Hepatocellular carcinomas (HCCs) exhibit a diversity of molecular phenotypes, raising major challenges in clinical management. HCCs detected by surveillance programs at an early stage are candidates ...for potentially curative therapies (local ablation, resection, or transplantation). In the long term, transplantation provides the lowest recurrence rates.
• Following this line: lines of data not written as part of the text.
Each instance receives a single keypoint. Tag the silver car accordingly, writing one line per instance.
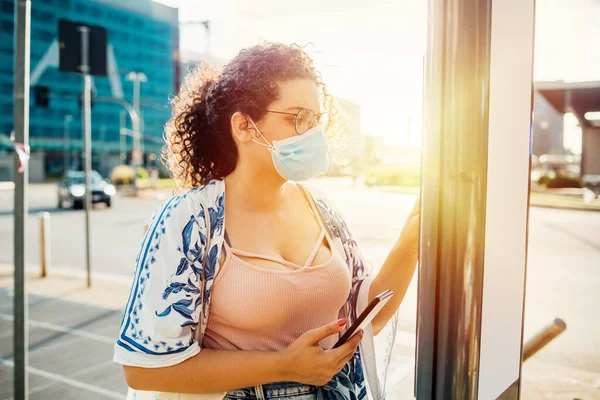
(72, 189)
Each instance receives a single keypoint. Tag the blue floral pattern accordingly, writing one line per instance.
(182, 270)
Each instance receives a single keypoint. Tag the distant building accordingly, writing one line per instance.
(351, 146)
(547, 128)
(143, 37)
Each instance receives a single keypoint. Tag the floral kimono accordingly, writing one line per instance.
(167, 311)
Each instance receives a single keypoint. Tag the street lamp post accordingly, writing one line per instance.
(67, 144)
(137, 78)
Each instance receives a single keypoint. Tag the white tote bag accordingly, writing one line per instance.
(144, 395)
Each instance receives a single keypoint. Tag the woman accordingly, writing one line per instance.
(272, 260)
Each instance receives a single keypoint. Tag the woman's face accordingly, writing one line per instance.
(294, 95)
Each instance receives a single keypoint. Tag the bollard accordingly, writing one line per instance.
(543, 337)
(44, 242)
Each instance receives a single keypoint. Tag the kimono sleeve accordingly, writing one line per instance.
(165, 301)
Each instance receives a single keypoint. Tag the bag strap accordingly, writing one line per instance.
(308, 196)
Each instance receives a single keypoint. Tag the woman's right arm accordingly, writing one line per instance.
(214, 371)
(210, 371)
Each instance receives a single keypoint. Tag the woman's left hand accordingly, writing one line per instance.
(409, 237)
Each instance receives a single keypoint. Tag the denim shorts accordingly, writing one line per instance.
(275, 391)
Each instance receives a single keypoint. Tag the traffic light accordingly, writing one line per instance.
(42, 96)
(80, 99)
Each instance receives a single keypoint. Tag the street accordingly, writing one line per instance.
(563, 274)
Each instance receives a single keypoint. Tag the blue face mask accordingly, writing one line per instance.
(300, 157)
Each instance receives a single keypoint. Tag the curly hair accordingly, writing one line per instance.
(199, 144)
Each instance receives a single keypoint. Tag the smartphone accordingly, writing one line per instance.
(366, 316)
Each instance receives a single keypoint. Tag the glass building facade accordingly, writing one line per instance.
(142, 37)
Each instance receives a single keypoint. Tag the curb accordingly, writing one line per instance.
(70, 273)
(7, 186)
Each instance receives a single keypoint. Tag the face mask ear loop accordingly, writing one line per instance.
(268, 145)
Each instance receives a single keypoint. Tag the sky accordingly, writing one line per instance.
(371, 52)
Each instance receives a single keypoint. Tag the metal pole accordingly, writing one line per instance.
(44, 242)
(67, 145)
(21, 121)
(87, 142)
(136, 105)
(122, 137)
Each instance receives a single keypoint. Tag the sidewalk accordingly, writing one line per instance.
(72, 331)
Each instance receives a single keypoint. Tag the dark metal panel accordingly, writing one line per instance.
(453, 197)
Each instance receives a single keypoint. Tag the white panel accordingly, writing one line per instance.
(508, 179)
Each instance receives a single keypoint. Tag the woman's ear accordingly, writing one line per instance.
(241, 128)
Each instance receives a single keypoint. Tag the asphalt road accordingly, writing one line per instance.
(563, 276)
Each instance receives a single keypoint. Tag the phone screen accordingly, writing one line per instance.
(366, 316)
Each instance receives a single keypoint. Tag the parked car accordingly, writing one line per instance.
(72, 189)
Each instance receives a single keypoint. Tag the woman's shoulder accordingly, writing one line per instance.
(195, 202)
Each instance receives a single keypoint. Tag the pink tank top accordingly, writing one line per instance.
(262, 309)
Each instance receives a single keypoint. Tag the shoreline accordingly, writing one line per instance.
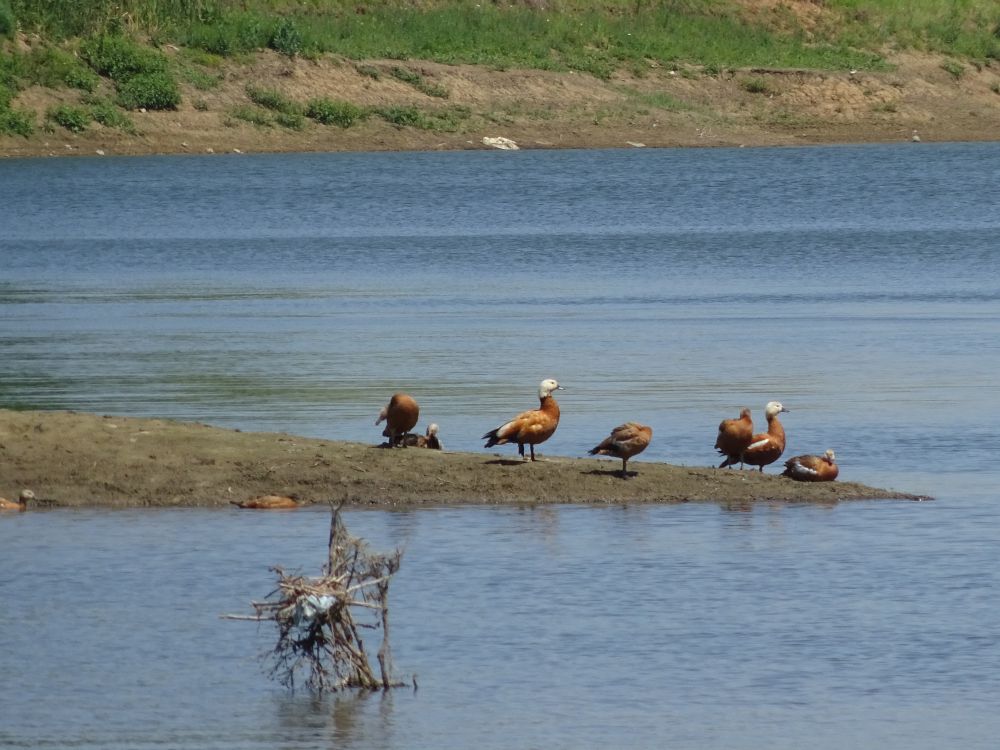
(916, 101)
(73, 459)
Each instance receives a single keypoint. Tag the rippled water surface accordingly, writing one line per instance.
(859, 286)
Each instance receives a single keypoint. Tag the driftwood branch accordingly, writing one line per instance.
(315, 617)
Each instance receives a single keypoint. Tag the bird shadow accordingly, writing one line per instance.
(612, 473)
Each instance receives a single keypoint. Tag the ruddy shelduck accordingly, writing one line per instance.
(530, 427)
(766, 447)
(428, 440)
(22, 501)
(400, 415)
(812, 468)
(267, 502)
(735, 435)
(626, 440)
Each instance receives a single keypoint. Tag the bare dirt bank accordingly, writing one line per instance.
(74, 459)
(544, 109)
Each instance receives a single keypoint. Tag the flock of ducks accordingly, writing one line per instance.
(736, 442)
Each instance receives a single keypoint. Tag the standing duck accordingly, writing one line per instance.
(267, 502)
(735, 435)
(22, 501)
(530, 427)
(626, 440)
(812, 468)
(766, 447)
(400, 415)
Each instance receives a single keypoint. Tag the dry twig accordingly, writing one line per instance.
(317, 629)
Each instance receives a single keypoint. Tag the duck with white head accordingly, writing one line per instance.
(530, 427)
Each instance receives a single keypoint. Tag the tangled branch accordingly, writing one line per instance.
(320, 620)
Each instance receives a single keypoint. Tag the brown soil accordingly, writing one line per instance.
(72, 459)
(538, 109)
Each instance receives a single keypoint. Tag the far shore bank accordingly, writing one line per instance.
(71, 459)
(917, 101)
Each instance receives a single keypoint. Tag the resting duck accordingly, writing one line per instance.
(267, 502)
(766, 447)
(626, 440)
(530, 427)
(399, 415)
(812, 468)
(22, 501)
(734, 437)
(428, 440)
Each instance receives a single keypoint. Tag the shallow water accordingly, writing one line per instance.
(857, 285)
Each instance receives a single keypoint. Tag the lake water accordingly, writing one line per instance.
(858, 285)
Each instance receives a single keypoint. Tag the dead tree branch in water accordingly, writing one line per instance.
(320, 620)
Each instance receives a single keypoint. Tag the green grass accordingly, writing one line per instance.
(755, 85)
(16, 122)
(110, 116)
(273, 100)
(254, 115)
(334, 112)
(74, 119)
(587, 35)
(418, 82)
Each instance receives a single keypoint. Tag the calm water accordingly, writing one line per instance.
(859, 286)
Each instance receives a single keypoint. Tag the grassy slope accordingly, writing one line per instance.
(70, 45)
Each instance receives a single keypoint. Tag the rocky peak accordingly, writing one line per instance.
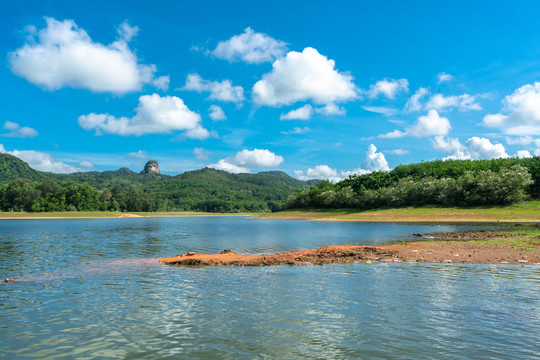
(151, 167)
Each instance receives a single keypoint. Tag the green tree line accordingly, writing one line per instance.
(446, 183)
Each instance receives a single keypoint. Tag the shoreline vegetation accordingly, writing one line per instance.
(520, 246)
(525, 212)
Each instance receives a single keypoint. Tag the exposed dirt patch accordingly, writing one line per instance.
(455, 250)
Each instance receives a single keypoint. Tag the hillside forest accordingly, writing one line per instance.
(443, 183)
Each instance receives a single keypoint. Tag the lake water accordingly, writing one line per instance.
(93, 291)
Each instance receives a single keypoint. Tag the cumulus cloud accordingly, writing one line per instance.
(86, 164)
(154, 115)
(139, 155)
(224, 165)
(475, 148)
(331, 109)
(374, 161)
(301, 77)
(523, 154)
(482, 148)
(251, 47)
(137, 158)
(397, 152)
(162, 82)
(219, 90)
(297, 131)
(63, 55)
(388, 87)
(385, 110)
(201, 154)
(41, 161)
(520, 114)
(245, 159)
(463, 102)
(520, 140)
(413, 104)
(322, 172)
(443, 77)
(431, 124)
(15, 130)
(303, 113)
(216, 113)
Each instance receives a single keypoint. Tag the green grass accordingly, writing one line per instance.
(524, 237)
(522, 212)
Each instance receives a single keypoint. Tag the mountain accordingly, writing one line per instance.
(200, 190)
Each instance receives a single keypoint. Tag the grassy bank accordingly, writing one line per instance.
(523, 212)
(106, 214)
Treatment allocation is based on tumor number, size, vascular invasion, performance status, functional liver reserve, and the prediction of early (<2 years) recurrence, which reflects the intrinsic aggressiveness of the tumor. Well‐differentiated, potentially low‐aggressiveness tumors form the heterogeneous molecular class of nonproliferative HCCs, characterized by an approximate 50% β‐catenin mutation rate. To define the clinical, pathological, and molecular features and the outcome of nonproliferative HCCs, we constructed a 1,133‐HCC transcriptomic metadata set and validated findings in a publically available 210‐HCC RNA sequencing set. We show that nonproliferative HCCs preserve the zonation program that distributes metabolic functions along the portocentral axis in normal liver. More precisely, we identified two well‐differentiated, nonproliferation subclasses, namely periportal‐type (wild‐type β‐catenin) and perivenous‐type (mutant β‐catenin), which expressed negatively correlated gene networks. The new periportal‐type subclass represented 29% of all HCCs; expressed a hepatocyte nuclear factor 4A–driven gene network, which was down‐regulated in mouse hepatocyte nuclear factor 4A knockout mice; were early‐stage tumors by Barcelona Clinic Liver Cancer, Cancer of the Liver Italian Program, and tumor–node–metastasis staging systems; had no macrovascular invasion; and showed the lowest metastasis‐specific gene expression levels and TP53 mutation rates. Also, we identified an eight‐gene periportal‐type HCC signature, which was independently associated with the highest 2‐year recurrence‐free survival by multivariate analyses in two independent cohorts of 247 and 210 patients. Conclusion: Well‐differentiated HCCs display mutually exclusive periportal or perivenous zonation programs. Among all HCCs, periportal‐type tumors have the lowest intrinsic potential for early recurrence after curative resection. (Hepatology 2017;66:1502–1518).